A demo of the different ways to write tests in Rust.
The program is a Read-Eval-Print-Loop which prompts the user to enter a number and then prints the factorial of their number.
Run the program with cargo run
. Run the tests with cargo test
.
The factorial
function has a number of unit tests defined in the tests
module in src/factorial.rs
. This module has the #[cfg(test)]
attribute, which means it will only be included in compilation when compiling to run tests; it won't bloat the actual built binary.
The factorial
function also has doctests in its doc comment. In a real program, these would probably be sufficient,
making the unit tests redundant. For the sake of the example, both the unit and doc tests are left in.

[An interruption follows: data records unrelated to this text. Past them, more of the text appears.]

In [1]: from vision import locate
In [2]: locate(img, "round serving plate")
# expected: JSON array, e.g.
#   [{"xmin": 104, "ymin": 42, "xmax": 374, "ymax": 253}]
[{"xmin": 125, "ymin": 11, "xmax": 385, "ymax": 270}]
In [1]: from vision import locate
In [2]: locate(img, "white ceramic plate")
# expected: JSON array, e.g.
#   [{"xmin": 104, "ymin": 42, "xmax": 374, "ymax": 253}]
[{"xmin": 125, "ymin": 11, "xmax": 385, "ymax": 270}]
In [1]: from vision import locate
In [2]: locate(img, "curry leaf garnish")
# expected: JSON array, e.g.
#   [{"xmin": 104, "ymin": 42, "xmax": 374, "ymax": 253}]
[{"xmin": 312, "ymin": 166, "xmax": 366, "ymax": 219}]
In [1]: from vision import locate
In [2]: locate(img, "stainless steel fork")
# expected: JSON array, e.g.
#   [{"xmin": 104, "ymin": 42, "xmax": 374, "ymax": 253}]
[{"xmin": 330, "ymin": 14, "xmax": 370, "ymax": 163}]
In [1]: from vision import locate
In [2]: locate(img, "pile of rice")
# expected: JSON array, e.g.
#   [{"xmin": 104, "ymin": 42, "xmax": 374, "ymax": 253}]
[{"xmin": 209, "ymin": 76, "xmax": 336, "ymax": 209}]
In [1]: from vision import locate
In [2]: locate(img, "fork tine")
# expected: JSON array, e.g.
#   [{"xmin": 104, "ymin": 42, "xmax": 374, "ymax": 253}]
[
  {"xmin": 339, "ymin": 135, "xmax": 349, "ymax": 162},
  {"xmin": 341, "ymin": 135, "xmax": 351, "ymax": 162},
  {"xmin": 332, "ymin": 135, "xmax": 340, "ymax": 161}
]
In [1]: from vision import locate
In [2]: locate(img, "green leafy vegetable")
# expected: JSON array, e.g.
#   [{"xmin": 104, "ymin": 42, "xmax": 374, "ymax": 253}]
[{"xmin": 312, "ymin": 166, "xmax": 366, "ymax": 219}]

There is also an integration test in tests/repl.rs
. As is often the case, writing the
integration test required thinking carefully about how to structure the main program. Here, I've made the repl
function
generic over its input and output – they can be any types implementing BufRead
and Write
respectively. This allows the
main program to pass in locks on stdin and stdout, while the integration test can use in-memory buffers, allowing it to run without live user input.
For a real program, you probably wouldn't want to explicitly test the user-directed output of the program; you should prefer to design your program such that you can run an integration test on the general logic of the program while still allowing the exact text shown to the user to vary. For the sake of simplicity, this design work is omitted in this example.